序盤は若者たちのキャラクター紹介も兼ねてやや牧歌的な空気で進むが、最初の脱落者が出るといっきにトーンが変わる。足がつって痙攣して動けなくなった若者が、3回目の警告を受けたあと、監視している軍の兵士に射殺されるのだ。次第に緊迫感が高まっていく。睡眠が取れず空腹な状況で、孤独なロードをとにかく歩き続けるしかない。健康な若者といえど、何日間もぶっ通しで歩き続けていると、いろいろと問題が生じてくる。ある若者は腹をくだし、我慢できなくて排泄している時に最後の警告を受け、殺される。
逆に、もの凄いテクニックで限られた時間で排泄をしながらうまくこれを回避する強者も現れる。この万国共通のチャイルディッシュな下ネタの設定はいかにもキング作品らしい(『ドリーム・キャッチャー』(03)しかり)。ひたすら歩き続けるためには水分補給や食事も必要だが、そうすると必然的にもよおしてしまうという残酷な事実がリアルに描かれている。自然な整理現象に人間は抗うことができないのだ。

マラソンのように明確なゴールがあるわけではなく、しかも死の危険に常にさらされている異常な状況下で、フィジカルもそうだが、精神状態を保つのももちろん容易ではない。次第に脱落者が増えていくが、もし歩けなくなったら、自分も死が待っているのだ。そして終盤、ある者は途中で気が触れて、発狂する。そして予測不可能なトリッキーな行動に出て、ほかの競技者の脅威となる。ここにサイコロジカル・ホラーという恐怖の側面が浮き上がってくる。さらに、最後の勝者はたった1人。ともに励まし合いながら、長時間歩き続けてきた同志(戦友)との別れも待っている。クライマックスでは残酷で切なくも胸を打つドラマティックなシーンが繰り広げられる。この感情の揺さぶりの連打はキング作品の真骨頂。例えるなら『バトルランナー』(87)ミーツ『スタンド・バイ・ミー』(86)といえる作品だ。

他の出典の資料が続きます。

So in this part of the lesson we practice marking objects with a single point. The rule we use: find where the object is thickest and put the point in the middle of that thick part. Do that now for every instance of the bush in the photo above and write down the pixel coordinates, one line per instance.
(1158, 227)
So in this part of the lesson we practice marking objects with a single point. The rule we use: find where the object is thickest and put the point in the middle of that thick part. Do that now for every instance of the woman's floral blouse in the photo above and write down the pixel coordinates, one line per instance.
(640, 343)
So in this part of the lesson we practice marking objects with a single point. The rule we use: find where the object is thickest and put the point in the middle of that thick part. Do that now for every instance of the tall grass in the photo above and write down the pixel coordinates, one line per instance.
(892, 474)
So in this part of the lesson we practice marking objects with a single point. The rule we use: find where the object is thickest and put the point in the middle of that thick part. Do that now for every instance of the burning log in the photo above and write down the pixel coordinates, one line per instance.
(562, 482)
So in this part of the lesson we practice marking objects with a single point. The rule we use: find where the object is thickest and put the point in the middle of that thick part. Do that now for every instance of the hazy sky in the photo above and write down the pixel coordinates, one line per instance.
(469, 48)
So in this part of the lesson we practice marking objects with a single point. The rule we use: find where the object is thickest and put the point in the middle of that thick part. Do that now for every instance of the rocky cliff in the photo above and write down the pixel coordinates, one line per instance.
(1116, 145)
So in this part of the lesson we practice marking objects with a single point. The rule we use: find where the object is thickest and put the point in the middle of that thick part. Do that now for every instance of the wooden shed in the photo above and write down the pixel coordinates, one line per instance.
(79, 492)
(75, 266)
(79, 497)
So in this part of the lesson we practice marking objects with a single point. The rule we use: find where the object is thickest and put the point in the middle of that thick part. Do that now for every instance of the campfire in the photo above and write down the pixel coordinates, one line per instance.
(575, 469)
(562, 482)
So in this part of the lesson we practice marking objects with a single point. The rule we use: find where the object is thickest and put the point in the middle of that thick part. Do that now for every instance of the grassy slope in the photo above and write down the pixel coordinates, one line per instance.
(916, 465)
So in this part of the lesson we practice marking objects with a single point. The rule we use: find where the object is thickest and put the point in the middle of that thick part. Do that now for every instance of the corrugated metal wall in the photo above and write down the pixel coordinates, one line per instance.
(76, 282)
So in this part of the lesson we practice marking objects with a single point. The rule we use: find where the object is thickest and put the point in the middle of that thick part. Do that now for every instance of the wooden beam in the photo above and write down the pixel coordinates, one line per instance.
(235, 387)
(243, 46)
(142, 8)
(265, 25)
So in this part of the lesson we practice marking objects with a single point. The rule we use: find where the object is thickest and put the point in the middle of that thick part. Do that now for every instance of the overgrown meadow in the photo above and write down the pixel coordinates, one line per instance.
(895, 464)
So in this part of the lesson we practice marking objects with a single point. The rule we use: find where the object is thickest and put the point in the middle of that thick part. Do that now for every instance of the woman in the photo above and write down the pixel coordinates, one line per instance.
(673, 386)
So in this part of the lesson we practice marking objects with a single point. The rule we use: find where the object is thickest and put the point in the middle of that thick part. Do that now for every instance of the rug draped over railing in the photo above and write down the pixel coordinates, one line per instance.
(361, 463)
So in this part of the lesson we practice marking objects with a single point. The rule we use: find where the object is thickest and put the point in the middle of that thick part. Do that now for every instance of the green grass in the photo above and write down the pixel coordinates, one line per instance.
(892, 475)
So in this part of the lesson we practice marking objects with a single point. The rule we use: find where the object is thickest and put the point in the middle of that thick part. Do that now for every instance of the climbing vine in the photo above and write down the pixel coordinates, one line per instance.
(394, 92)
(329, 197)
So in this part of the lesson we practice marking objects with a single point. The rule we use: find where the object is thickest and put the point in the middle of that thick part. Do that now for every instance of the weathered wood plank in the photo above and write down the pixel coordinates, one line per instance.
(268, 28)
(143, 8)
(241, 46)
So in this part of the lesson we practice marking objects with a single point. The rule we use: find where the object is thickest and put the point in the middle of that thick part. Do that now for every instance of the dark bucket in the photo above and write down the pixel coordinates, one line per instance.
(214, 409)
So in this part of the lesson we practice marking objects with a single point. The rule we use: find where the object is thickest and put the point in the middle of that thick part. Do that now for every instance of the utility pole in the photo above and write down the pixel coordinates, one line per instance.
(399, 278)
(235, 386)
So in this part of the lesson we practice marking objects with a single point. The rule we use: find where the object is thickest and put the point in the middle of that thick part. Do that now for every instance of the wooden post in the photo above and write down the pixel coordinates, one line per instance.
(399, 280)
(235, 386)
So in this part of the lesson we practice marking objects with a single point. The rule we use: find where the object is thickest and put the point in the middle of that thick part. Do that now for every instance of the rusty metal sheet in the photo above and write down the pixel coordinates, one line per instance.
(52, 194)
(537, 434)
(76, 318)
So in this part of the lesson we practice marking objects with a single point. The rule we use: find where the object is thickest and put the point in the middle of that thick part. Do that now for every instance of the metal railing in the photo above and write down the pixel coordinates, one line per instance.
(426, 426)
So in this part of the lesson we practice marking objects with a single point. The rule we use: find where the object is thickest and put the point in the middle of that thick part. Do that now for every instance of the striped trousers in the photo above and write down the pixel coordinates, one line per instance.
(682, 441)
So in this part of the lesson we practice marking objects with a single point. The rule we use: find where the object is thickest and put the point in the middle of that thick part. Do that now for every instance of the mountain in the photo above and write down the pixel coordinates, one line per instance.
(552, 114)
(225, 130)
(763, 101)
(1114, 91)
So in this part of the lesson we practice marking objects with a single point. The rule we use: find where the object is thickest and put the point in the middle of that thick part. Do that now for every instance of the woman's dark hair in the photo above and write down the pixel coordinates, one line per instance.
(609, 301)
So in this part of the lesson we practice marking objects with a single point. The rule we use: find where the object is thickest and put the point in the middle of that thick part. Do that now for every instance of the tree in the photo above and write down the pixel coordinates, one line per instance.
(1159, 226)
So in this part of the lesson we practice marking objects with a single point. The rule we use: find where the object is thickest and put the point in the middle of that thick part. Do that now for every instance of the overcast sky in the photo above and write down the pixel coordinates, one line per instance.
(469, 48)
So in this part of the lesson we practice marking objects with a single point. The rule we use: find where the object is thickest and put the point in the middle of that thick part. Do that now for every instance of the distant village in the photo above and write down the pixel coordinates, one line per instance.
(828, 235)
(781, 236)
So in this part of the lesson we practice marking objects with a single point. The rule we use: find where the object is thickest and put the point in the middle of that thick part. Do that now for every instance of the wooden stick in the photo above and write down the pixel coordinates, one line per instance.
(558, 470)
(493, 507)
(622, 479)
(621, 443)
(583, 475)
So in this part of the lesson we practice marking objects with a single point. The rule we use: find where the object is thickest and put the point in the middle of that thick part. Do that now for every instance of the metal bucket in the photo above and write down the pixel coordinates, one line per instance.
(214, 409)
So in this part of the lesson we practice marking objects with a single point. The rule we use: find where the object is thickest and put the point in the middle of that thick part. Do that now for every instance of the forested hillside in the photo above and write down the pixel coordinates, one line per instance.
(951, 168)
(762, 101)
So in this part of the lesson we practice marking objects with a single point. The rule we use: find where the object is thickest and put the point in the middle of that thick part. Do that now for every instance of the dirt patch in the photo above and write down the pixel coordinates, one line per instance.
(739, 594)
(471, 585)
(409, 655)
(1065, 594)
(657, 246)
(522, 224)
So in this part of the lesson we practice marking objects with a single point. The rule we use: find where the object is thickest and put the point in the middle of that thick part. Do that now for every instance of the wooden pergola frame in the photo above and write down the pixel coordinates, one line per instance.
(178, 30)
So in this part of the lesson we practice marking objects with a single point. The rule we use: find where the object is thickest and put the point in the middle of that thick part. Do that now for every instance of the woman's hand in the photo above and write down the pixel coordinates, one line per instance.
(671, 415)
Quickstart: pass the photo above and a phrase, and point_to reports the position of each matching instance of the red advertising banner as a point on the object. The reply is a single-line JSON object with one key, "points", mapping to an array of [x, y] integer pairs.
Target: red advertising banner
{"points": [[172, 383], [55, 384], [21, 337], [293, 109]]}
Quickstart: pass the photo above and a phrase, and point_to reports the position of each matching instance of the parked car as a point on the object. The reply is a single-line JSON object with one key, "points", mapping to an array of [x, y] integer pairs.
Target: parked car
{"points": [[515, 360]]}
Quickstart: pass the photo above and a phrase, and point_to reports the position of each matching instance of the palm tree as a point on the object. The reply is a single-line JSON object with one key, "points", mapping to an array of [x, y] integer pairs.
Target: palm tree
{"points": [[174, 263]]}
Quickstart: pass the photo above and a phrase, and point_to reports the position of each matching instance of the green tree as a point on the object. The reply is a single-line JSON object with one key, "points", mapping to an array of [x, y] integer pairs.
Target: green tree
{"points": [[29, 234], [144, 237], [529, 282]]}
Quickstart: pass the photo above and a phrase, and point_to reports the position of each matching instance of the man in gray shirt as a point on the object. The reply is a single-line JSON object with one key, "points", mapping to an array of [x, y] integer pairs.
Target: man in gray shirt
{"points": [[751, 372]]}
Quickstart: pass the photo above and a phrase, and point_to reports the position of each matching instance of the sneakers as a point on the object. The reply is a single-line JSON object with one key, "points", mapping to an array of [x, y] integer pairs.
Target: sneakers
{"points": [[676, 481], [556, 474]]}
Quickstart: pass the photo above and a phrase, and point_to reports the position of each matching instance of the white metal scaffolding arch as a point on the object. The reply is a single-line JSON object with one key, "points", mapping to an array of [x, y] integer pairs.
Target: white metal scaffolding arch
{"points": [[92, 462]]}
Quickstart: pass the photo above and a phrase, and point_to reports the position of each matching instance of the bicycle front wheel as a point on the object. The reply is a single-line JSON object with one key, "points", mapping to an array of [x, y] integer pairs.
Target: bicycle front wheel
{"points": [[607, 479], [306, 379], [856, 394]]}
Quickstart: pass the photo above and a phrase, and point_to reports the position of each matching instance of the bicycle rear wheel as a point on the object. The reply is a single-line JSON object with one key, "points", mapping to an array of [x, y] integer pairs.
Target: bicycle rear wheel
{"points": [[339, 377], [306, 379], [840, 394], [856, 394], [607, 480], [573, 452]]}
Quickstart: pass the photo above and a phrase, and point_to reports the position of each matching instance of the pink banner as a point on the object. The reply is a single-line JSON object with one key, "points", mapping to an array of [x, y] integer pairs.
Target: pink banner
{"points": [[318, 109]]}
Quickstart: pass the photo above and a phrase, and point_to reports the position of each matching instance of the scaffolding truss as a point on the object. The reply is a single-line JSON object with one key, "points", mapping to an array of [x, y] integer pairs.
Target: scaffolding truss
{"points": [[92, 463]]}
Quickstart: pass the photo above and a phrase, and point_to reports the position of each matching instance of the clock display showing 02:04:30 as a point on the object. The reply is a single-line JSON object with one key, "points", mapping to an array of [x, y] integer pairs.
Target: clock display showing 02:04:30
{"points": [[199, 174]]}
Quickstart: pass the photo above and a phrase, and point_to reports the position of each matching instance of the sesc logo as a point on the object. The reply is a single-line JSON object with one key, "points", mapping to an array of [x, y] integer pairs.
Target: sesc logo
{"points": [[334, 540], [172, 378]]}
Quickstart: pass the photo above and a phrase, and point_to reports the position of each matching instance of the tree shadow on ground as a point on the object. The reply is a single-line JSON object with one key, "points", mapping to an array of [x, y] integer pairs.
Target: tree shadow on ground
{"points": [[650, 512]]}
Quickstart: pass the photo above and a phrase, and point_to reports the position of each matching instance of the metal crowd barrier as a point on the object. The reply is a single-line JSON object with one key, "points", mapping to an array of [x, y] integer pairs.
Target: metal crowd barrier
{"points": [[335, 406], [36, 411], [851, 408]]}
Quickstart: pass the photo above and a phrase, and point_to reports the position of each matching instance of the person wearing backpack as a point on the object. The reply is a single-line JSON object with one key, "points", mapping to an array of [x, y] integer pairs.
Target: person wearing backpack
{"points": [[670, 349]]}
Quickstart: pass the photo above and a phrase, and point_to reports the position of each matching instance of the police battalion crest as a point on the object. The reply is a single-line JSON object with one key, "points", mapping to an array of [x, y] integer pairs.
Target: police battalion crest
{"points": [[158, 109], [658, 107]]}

当初、1980年代にはジョージ・A・ロメロが監督を務める予定だったが、その後、フランク・ダラボンやアンドレ・ウーヴレダルが候補に上がりつつ、最終的にメガホンを取ったのはフランシス・ローレンス(『コンスタンティン』(95)、『アイ・アム・レジェド』(07)、『ハンガー・ゲーム2』(13))。主演を務めたのは、クーパー・ホフマン(『リコリス・ピザ』(21))、デヴィッド・ジョンソン(『エイリアン:ロムルス』(24)、『ライ・レーン』(23))、ベン・ワン(『ベスト・キッド:レジェンズ』(25))。そしてウォーカーたちを監視している、サングラスで表情を隠したミステリアスな憎き少佐を演じたのが、マーク・ハミル。

この作品は2月に授賞式が開催される、インディー映画のアカデミー賞、インディペンデント・スピリット賞でアンサンブル・キャストや監督らに贈られる、ロバート・アルトマン賞の受賞が決定している。日本での公開は2026年の予定。今から公開が楽しみだ。